TDM 20100: Project 3 — 2022

Motivation: The need to search files and datasets based on the text held within is common during various parts of the data wrangling process — after all, projects in industry will not typically provide you with a path to your dataset and call it a day. grep is an extremely powerful UNIX tool that allows you to search text using regular expressions. Regular expressions are a structured method for searching for specified patterns. Regular expressions can be very complicated, even professionals can make critical mistakes. With that being said, learning some of the basics is an incredible tool that will come in handy regardless of the language you are working in.

Regular expressions are not something you will be able to completely escape from. They exist in some way, shape, and form in all major programming languages. Even if you are less-interested in UNIX tools (which you shouldn’t be, they can be awesome), you should definitely take the time to learn regular expressions.

Context: We’ve just begun to learn the basics of navigating a file system in UNIX using various terminal commands. Now we will go into more depth with one of the most useful command line tools, grep, and experiment with regular expressions using grep, R, and later on, Python.

Scope: grep, regular expression basics, utilizing regular expression tools in R and Python

Learning Objectives
  • Use grep to search for patterns within a dataset.

  • Use cut to section off and slice up data from the command line.

  • Use wc to count the number of lines of input.

Make sure to read about, and use the template found here, and the important information about projects submissions here.

Dataset(s)

The following questions will use the following dataset(s):

  • /anvil/projects/tdm/data/consumer_complaints/complaints.csv

Questions

Question 1

grep stands for (g)lobally search for a (r)egular (e)xpression and (p)rint matching lines. As such, to best demonstrate grep, we will be using it with textual data.

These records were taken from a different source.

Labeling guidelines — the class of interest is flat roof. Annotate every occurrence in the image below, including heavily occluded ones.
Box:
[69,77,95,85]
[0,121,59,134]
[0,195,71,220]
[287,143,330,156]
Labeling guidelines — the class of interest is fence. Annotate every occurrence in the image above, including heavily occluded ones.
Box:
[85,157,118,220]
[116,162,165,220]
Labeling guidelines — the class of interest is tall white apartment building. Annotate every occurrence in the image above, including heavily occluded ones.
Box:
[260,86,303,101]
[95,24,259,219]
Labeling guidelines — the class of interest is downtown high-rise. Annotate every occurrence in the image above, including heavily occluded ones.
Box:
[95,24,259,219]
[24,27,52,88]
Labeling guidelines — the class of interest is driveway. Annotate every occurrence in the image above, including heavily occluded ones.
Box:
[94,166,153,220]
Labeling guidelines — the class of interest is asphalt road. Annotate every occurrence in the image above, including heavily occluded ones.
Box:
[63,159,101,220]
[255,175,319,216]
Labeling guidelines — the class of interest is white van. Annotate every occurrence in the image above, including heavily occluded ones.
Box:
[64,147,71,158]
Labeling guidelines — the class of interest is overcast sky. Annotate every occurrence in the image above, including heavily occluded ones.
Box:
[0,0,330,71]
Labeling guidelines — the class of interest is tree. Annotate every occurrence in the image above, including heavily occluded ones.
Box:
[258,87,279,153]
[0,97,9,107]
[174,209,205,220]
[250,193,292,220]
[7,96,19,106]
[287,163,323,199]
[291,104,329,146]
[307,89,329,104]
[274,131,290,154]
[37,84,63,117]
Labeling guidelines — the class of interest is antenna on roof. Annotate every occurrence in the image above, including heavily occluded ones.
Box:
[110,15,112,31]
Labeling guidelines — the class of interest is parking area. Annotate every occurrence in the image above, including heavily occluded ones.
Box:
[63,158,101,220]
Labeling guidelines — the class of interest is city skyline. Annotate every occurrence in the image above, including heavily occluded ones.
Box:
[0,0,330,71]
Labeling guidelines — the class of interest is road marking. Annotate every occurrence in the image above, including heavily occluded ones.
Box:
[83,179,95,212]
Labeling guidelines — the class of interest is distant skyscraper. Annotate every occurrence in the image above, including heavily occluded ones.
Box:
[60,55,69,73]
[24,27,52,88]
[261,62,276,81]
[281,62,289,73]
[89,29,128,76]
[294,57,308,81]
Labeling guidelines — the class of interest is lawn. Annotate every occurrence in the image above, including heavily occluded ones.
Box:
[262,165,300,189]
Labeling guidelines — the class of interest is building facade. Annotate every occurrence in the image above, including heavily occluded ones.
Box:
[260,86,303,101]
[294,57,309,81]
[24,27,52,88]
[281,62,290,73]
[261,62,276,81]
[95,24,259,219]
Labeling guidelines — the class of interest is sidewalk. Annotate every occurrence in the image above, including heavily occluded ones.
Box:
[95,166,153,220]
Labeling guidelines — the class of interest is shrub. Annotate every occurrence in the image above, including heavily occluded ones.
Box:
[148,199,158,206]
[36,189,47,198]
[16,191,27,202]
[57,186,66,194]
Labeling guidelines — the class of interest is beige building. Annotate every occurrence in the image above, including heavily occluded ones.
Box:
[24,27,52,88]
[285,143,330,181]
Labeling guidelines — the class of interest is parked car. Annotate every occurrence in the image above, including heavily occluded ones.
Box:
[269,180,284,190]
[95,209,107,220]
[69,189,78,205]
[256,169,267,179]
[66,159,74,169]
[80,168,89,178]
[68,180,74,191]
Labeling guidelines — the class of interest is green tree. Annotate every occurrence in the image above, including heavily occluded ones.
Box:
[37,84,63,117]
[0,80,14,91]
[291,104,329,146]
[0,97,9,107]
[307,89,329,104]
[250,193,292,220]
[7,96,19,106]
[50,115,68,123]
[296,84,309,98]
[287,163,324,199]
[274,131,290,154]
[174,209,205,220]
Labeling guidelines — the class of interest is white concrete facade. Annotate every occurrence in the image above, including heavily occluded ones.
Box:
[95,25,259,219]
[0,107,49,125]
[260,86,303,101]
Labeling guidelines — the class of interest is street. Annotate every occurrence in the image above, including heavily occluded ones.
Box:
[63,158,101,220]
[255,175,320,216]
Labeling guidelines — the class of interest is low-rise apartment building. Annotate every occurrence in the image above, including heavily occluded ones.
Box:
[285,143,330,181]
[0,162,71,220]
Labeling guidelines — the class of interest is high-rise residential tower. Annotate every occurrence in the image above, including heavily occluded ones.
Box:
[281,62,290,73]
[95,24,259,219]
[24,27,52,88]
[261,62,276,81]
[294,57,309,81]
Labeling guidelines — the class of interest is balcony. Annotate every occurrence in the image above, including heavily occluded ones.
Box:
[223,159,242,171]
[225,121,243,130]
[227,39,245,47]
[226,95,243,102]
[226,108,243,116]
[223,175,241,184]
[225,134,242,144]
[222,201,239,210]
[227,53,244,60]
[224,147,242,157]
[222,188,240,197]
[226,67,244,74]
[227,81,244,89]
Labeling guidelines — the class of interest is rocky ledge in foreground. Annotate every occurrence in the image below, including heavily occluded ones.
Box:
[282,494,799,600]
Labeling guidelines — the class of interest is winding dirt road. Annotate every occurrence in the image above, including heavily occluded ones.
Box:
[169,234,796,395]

Let’s assume for a second that we didn’t provide you with the location of this projects dataset, and you didn’t know the name of the file either. With all of that being said, you do know that it is the only dataset with the text "That’s the sort of fraudy fraudulent fraud that Wells Fargo defrauds its fraud-victim customers with. Fraudulently." in it.

When you search for this sentence in the file, make sure that you type the single quote in "That’s" so that you get a regular ASCII single quote. Otherwise, you will not find this sentence. Or, just use a unique part of the sentence that will likely not exist in another file.

Write a grep command that finds the dataset. You can start in the /anvil/projects/tdm/data directory to reduce the amount of text being searched. In addition, use a wildcard to reduce the directories we search to only directories that start with a con inside the /anvil/projects/tdm/data directory. Just know that you’d eventually find the file without using the wildcard, but we don’t want to waste your time.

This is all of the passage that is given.